今年の夏は日本SFアンソロジーが盛り上がっています。初夏から晩夏にかけて、日本SF作家クラブ編『2084年のSF』 (早川書房)、伴名練編『新しい世界を生きるための14のSF』(早川書房) 、井上彼方編『SFアンソロジー 新月/朧木果樹園の軌跡』(Kaguya Books) 、大森望編『ベストSF2022』 (竹書房) 、『Genesis この光が落ちないように』(東京創元社)と、5冊の日本SFアンソロジーが刊行されます。
SFメディアバゴプラでは、「日本SFアンソロジーの季節」と題して、各アンソロジーの魅力を紹介する企画を実施しています。今回ご紹介するのは、8月29日に刊行された井上彼方編『SFアンソロジー 新月/朧木果樹園の軌跡』(Kaguya Books)。編者と編集を務めた井上彼方さんに4つの質問をしました。

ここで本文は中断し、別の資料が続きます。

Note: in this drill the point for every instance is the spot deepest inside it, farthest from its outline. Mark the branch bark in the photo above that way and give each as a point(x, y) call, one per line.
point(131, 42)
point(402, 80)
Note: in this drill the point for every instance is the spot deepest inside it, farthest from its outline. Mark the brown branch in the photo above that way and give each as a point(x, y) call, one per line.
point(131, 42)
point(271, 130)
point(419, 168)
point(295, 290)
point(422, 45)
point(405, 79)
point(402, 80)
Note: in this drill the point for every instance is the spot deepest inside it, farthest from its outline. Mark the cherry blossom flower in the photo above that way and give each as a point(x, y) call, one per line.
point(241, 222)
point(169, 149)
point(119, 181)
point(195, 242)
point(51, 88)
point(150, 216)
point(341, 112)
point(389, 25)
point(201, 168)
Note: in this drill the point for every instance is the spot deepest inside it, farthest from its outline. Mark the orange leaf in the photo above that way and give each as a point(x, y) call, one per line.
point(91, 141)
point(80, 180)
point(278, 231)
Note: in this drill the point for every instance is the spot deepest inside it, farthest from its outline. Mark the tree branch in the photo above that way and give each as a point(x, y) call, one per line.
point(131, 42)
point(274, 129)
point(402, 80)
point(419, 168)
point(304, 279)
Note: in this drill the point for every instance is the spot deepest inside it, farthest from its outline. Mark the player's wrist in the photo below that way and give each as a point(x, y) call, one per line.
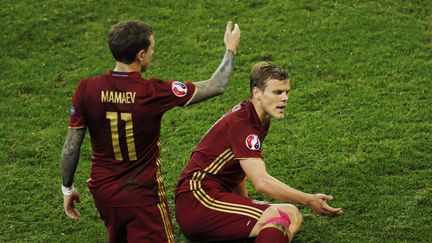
point(68, 190)
point(231, 50)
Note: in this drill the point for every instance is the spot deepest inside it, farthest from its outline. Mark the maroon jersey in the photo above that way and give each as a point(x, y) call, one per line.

井上彼方編『SFアンソロジー 新月/朧木果樹園の軌跡』、8月29日刊行!
2022年8月29日に井上彼方編『SFアンソロジー 新月/朧木果樹園の軌跡』(Kaguya Books)が刊行されました。『SFアンソロジー 新月/朧木果樹園の軌跡』は、2020年と2021年に開催された第一回・第二回かぐやSFコンテストの受賞者と最終候補者を中心に構成された書き下ろしSFアンソロジーです。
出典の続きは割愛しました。